Why do prosecutions like these occur? Sometimes the reason seems to be political; sometimes it just seems that, as a nation, we are just as quick to savor the downfall of public figures as we are to believe the Madison Avenue celebrity machine that usually creates them. Such prosecutions also might themselves be a byproduct of the celebrity process, with a prosecutor seeking to make his or her own name. Being an aggressive, “crusading” prosecutor or investigator has long been an almost sure-fire way to achieve fame, and many a career has had its own roots in the downfall of another.

Advertisement

There are quite a few problems with this. Serious public accusations of this type ruin careers, and at least potentially ruin marriages, family harmony and mental and physical health--to say nothing of finances. The costs of defense are staggering, and not recoverable. A trial can easily cost a defendant as much as $50,000 per week. Reputations are also dangerously imperiled, and in some cases may also be irrecoverable. Public figures who are acquitted after such trials are fully entitled to ask where they can go to get their reputations back.

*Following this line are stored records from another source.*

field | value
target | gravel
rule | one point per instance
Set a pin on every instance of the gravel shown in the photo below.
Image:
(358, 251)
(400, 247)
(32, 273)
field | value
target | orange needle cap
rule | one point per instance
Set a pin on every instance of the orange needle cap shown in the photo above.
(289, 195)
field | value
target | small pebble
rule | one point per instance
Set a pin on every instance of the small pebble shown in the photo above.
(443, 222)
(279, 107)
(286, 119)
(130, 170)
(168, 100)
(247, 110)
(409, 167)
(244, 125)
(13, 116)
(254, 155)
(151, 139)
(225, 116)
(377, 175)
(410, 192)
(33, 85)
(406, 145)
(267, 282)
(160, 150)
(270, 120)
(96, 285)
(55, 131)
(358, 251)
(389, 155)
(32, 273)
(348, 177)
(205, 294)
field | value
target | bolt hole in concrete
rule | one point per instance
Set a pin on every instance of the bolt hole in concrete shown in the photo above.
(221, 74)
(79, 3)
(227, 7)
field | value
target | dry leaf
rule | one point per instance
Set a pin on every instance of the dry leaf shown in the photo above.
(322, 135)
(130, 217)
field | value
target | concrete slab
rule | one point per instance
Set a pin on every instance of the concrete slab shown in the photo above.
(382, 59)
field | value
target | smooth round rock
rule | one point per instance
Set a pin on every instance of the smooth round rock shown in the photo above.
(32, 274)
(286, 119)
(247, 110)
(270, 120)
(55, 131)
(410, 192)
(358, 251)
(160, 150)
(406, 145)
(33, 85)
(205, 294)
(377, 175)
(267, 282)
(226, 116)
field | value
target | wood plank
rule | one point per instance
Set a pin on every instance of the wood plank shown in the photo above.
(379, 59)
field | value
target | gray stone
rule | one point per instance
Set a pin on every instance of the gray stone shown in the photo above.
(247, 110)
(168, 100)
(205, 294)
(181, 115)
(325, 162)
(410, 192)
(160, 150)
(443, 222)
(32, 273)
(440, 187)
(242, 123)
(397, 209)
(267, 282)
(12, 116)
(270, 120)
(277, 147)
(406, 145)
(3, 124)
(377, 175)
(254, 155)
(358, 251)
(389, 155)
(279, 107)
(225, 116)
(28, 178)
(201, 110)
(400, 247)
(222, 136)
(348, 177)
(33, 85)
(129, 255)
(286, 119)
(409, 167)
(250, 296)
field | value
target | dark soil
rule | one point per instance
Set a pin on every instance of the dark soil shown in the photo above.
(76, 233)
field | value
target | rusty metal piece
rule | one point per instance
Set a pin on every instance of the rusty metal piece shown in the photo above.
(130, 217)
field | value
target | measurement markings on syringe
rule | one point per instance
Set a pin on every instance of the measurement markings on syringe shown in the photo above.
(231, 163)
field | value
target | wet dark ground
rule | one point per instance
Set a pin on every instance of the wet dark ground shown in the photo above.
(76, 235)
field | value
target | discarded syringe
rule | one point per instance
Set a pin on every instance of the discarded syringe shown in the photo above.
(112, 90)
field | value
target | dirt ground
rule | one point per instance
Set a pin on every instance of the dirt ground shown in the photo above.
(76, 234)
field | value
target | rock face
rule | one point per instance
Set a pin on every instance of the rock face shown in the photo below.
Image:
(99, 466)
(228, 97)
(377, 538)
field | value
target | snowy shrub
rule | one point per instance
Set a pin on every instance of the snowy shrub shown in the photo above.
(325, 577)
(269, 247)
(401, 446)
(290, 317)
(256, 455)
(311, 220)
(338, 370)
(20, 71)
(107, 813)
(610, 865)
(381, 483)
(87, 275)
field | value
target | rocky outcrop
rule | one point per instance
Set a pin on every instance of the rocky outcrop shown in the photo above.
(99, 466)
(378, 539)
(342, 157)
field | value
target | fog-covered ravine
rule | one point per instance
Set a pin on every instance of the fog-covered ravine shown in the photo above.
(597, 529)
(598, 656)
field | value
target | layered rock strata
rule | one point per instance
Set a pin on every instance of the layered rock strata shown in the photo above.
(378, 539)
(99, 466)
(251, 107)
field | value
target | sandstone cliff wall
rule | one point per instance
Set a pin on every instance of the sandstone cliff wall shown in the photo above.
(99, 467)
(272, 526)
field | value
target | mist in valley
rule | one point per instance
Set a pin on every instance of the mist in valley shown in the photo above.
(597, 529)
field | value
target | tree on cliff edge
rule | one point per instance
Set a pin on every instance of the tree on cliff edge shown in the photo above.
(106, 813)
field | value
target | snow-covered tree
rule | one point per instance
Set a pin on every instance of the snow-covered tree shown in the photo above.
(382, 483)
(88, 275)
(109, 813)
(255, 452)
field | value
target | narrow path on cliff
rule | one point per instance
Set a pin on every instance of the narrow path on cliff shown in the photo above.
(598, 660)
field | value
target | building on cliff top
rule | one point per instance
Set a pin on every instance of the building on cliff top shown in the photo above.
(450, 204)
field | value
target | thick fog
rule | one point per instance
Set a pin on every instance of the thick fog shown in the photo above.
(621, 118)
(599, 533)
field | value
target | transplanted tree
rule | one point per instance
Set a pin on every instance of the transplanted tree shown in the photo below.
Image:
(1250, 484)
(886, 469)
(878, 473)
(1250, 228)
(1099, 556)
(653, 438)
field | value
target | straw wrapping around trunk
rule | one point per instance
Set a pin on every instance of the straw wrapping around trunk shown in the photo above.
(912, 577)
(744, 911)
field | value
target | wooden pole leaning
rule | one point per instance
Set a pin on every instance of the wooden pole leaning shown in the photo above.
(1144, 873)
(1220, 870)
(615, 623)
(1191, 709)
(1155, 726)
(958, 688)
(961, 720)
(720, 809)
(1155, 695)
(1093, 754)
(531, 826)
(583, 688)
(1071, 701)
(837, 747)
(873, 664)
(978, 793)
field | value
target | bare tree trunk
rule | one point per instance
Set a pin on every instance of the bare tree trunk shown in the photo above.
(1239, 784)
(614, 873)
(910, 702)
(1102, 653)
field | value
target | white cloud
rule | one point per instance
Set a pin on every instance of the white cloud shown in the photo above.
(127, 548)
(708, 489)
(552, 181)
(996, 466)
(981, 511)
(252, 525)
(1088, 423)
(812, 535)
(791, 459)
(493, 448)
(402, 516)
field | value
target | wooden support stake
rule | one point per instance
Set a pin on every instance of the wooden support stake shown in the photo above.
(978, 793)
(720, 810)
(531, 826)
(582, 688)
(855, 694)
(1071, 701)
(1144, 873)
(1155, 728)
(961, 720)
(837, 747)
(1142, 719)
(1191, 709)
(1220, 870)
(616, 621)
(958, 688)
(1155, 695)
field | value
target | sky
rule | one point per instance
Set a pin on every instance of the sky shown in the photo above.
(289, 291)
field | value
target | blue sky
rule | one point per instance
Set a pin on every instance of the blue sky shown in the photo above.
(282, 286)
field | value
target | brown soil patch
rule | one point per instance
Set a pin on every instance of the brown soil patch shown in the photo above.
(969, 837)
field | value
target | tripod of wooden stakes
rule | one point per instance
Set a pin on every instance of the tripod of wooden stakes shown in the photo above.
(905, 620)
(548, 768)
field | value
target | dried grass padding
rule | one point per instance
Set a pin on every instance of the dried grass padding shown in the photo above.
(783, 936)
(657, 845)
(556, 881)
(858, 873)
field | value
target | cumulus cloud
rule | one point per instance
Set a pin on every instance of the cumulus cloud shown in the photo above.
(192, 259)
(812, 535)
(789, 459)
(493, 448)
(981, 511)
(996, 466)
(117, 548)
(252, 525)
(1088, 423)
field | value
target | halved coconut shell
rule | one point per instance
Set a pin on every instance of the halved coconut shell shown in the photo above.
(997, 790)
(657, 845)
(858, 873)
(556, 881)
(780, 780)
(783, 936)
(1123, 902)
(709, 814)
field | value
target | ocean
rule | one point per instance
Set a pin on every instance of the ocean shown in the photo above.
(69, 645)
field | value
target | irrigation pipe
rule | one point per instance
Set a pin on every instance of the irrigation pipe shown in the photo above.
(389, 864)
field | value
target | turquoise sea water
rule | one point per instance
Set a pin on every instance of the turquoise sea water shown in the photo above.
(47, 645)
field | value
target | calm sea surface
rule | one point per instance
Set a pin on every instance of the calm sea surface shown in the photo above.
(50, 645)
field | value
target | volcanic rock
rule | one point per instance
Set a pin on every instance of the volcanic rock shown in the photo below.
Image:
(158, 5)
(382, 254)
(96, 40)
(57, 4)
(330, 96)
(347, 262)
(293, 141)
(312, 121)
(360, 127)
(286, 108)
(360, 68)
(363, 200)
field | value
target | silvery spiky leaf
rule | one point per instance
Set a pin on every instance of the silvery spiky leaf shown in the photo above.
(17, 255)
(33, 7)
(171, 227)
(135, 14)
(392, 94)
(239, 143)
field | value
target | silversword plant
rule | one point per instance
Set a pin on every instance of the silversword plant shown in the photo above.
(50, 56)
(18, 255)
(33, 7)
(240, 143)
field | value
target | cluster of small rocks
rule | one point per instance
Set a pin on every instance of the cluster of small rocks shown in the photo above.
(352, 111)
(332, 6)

There is yet another dangerous problem with hasty, ill-conceived prosecutions: that in the rush to indict, real problems and real offenses will be overlooked. And if they are, they will almost surely never be brought to light. Once a public figure has survived an onslaught of this type, there is little if any chance that he or she will be subjected to intense prosecutorial scrutiny again. After all, the exercise failed to yield the desired result: The prosecution did not serve as the great exemplar of public morality that the American people are thought to hunger after, and did not advance the career of the prosecutor.

The people of this country deserve a system that delivers what those noble words over the entrance to the Supreme Court promise. But to achieve a judicial system that dispenses justice under law equally and impartially to all citizens, even the famous, we must separate our prosecutors from the workings of the vast American celebrity machine, from political pressures and from the temptations of celebrity for themselves. We must also recognize that justice is best served by careful, often quiet investigations conducted under impartial, nonpartisan conditions.